His oldest child, Agnes, married Alexander Bruce in 1875 and they had four children; Agnes passed away in 1912.

Livingstone's son Robert went to Natal, and later travelled to Boston, US, where he joined the New Hampshire Volunteers, 10th Army Corp. During the American Civil War he used the name 'Rupert Vincent', and was wounded at Laurel Hill in Virginia. He was captured as a prisoner of war and taken to Salisbury in North Carolina, where he later died.

Livingstone's second son, Thomas, left east Africa for Alexandria, Egypt; he died there in 1876.

Son Oswell (1851 - 1892) was raised in Scotland; he married and had one daughter, Kate Agnes (1878 - 1938).
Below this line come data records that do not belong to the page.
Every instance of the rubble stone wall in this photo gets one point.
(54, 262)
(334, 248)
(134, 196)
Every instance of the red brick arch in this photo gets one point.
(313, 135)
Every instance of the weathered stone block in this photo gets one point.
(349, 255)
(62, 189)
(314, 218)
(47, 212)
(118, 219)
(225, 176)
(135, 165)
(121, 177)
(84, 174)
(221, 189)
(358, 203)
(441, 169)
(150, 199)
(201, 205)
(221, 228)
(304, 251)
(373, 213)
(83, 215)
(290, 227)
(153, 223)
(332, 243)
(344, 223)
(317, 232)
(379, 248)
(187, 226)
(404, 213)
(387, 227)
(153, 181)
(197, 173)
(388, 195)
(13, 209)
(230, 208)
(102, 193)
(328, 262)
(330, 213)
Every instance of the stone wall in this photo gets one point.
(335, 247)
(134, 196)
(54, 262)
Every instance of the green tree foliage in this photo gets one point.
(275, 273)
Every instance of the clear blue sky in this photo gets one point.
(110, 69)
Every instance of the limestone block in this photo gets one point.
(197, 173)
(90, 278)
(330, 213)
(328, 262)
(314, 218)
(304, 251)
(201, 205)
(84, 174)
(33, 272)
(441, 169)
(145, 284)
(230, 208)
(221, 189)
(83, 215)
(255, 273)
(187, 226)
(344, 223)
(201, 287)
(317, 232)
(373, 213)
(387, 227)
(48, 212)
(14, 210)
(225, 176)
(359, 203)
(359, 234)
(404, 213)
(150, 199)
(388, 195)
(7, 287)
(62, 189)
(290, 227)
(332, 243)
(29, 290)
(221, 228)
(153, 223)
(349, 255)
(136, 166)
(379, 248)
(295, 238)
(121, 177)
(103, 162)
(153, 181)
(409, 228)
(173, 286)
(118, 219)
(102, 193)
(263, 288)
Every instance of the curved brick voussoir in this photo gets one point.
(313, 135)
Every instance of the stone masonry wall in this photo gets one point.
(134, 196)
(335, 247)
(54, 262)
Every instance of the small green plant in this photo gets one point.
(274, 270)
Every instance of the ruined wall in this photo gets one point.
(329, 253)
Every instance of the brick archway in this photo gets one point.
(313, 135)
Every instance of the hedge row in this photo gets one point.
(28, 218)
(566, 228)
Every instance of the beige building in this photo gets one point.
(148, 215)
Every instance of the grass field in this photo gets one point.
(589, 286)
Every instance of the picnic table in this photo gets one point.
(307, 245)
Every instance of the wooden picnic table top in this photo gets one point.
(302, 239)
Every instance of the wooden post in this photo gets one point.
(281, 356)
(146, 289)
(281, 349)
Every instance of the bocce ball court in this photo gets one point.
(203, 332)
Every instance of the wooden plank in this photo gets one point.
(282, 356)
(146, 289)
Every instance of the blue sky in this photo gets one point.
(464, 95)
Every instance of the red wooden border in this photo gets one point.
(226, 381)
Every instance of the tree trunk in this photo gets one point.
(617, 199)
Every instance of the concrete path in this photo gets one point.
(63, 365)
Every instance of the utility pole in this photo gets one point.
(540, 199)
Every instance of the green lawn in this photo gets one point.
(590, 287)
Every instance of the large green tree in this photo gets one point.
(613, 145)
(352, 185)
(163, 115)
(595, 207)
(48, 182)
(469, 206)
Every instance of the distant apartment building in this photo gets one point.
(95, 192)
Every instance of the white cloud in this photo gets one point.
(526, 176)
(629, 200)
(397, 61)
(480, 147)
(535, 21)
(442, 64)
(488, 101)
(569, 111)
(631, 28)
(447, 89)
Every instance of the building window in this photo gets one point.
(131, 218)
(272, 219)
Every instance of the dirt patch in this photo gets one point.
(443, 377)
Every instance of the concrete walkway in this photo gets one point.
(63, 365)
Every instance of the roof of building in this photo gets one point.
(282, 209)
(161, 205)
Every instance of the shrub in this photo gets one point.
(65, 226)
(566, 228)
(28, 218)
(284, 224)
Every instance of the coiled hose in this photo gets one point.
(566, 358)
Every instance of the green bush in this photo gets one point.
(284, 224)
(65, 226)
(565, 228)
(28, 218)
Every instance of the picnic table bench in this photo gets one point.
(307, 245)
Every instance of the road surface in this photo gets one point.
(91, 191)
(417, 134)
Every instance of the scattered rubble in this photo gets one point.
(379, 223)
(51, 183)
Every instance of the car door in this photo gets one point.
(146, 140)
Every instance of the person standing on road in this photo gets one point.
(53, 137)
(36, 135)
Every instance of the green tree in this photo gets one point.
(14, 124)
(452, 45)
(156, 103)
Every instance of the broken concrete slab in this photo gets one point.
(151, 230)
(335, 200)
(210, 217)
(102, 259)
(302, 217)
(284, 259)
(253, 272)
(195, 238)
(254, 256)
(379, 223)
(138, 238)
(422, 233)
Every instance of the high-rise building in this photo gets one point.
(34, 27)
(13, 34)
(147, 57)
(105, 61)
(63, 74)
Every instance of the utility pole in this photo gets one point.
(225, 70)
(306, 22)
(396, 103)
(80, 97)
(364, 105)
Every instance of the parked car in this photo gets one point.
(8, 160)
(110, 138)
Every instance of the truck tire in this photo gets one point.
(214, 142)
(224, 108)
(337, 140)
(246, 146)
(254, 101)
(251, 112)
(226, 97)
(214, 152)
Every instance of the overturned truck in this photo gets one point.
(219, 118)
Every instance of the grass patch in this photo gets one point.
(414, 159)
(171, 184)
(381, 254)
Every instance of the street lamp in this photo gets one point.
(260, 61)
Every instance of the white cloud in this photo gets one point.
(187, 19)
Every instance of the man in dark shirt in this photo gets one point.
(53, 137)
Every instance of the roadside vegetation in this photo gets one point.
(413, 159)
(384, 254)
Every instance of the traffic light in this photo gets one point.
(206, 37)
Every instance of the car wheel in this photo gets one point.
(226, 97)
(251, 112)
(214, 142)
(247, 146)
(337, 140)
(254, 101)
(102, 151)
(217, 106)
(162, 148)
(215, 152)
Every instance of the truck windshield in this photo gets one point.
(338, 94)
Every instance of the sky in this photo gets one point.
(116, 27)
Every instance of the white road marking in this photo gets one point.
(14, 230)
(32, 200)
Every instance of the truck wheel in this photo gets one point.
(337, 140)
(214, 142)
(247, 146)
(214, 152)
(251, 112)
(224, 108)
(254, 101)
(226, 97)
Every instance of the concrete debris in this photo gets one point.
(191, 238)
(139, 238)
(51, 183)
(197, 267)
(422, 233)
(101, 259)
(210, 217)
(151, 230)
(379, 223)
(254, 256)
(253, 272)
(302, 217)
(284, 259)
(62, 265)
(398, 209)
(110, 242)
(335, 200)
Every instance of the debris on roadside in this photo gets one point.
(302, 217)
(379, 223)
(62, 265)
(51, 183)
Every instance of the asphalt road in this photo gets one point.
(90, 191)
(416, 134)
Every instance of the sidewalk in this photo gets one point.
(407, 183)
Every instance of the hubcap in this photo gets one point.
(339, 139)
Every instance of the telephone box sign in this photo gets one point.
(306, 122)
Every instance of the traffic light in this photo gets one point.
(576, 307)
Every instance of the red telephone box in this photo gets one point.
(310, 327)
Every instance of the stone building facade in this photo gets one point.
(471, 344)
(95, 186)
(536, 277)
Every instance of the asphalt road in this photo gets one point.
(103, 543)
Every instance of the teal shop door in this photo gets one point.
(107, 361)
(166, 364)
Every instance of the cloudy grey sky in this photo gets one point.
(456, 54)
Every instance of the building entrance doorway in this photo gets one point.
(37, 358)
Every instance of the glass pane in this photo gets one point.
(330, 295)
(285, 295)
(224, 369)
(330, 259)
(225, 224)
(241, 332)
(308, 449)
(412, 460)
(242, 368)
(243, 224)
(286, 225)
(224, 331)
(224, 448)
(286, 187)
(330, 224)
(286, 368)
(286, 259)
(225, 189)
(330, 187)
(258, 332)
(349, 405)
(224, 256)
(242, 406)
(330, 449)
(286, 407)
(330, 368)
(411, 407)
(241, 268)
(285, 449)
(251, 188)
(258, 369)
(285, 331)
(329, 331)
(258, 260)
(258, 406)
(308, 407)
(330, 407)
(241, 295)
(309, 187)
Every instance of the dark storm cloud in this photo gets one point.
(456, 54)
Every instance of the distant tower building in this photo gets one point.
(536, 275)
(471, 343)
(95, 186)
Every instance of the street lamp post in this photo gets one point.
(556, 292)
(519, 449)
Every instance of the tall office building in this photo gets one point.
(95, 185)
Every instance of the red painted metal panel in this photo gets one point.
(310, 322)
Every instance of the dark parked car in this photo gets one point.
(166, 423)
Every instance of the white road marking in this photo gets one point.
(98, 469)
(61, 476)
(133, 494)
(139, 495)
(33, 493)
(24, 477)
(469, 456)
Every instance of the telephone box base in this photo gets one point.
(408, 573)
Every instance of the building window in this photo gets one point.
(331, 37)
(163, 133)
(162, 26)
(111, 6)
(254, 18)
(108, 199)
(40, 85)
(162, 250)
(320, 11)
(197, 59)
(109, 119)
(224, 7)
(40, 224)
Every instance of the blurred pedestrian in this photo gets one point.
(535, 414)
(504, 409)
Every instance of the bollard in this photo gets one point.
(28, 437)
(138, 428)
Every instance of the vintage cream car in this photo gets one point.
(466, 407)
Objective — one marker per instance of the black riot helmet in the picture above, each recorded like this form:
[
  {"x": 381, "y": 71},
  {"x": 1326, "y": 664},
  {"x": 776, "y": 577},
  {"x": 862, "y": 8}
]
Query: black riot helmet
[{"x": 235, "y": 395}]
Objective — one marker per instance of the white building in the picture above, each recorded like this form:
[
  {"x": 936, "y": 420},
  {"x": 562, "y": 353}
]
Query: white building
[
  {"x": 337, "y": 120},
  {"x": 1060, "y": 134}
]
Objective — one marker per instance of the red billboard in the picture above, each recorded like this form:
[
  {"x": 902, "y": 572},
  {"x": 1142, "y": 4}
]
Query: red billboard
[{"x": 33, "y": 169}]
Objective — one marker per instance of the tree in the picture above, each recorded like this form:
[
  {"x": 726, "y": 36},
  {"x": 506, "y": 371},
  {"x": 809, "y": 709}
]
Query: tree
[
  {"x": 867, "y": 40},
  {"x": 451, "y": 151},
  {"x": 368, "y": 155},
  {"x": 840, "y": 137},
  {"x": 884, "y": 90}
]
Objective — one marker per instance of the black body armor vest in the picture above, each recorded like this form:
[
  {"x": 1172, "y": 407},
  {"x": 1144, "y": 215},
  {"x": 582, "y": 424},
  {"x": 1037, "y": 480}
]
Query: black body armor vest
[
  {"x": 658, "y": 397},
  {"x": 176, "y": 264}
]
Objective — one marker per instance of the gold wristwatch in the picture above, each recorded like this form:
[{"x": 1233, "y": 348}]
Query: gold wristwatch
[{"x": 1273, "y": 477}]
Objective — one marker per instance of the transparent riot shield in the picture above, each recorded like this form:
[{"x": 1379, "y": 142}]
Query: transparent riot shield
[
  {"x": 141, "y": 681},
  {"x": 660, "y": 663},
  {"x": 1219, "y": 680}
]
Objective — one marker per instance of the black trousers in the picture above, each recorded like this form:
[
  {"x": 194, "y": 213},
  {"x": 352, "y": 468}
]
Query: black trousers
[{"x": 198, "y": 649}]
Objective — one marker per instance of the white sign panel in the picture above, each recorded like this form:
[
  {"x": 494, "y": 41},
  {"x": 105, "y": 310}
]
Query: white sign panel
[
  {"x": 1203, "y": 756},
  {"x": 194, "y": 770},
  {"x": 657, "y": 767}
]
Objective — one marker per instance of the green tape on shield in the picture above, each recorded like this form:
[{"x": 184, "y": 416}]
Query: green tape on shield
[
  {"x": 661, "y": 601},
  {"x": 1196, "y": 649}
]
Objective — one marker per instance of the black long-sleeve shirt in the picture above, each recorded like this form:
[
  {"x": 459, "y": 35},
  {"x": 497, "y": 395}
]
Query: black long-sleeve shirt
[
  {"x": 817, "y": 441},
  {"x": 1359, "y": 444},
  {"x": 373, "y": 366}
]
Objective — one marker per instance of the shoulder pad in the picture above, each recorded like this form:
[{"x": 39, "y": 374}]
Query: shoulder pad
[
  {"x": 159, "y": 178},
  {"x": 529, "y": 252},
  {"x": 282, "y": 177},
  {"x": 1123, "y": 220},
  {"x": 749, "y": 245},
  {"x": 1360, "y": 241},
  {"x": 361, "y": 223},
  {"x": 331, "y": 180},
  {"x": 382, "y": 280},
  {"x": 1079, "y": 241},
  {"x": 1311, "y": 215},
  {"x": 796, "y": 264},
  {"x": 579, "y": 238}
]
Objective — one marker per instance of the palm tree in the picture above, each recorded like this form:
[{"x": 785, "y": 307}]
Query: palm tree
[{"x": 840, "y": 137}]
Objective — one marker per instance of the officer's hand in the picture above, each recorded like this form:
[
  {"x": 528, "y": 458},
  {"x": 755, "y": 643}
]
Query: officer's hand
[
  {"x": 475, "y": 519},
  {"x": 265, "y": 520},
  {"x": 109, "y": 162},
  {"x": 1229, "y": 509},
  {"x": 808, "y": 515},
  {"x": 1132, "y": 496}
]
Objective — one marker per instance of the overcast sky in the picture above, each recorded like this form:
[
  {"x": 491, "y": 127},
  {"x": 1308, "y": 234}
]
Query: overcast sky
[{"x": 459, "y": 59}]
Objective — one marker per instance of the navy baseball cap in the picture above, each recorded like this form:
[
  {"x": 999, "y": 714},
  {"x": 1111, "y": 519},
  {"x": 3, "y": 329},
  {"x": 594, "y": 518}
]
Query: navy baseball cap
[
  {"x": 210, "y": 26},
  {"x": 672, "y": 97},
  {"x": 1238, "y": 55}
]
The youngest child, Anna Mary, was born at Kuruman in 1858. She married Frank Wilson in 1881 and raised two children: a son, Hubert Francis1 and a daughter, Ruth Mary. Anna Mary died in 1939.

The Source of the Nile

Livingstone was under the impression that the upper Congo river basin was the source of the Nile. John Speke and Richard Burton, whose own expedition was sponsored by the Royal Geographical Society, found the real source. The scholars of the time refused to believe that the controversy over the source of the Nile could be settled by Speke's claim that it flowed out of a huge lake in central Africa, and denounced him as a charlatan. Speke went on to prove his theory was correct when he went around Lake Victoria and found the outlet of the Nile.

Tributes

In Zambia, there's an airport and town named after Livingstone. And not far from Victoria Falls you can find a statue of the explorer. There's also a statue of him near the falls in neighbouring Zimbabwe.

In Livingstone's home town of Blantyre, Scotland, there's a David Livingstone Memorial Centre and museum, and his grave at Westminster Abbey is marked. The Royal Geographical Society raised a statue of their gold medal award recipient at its London headquarters.

A range of mountains in southern Alberta, Canada, as well as schools in London and the US, are named after him.

A plaque commemorates the famous meeting between Stanley and Livingstone at Ujiji in October 1871.

His heart remains buried under that tree in Zambia.

1Hubert was an officer in the RAMC during World War I, in Africa, and a medical missionary with the United Free Church at Chitambo. He wrote a biography about his famous grandfather.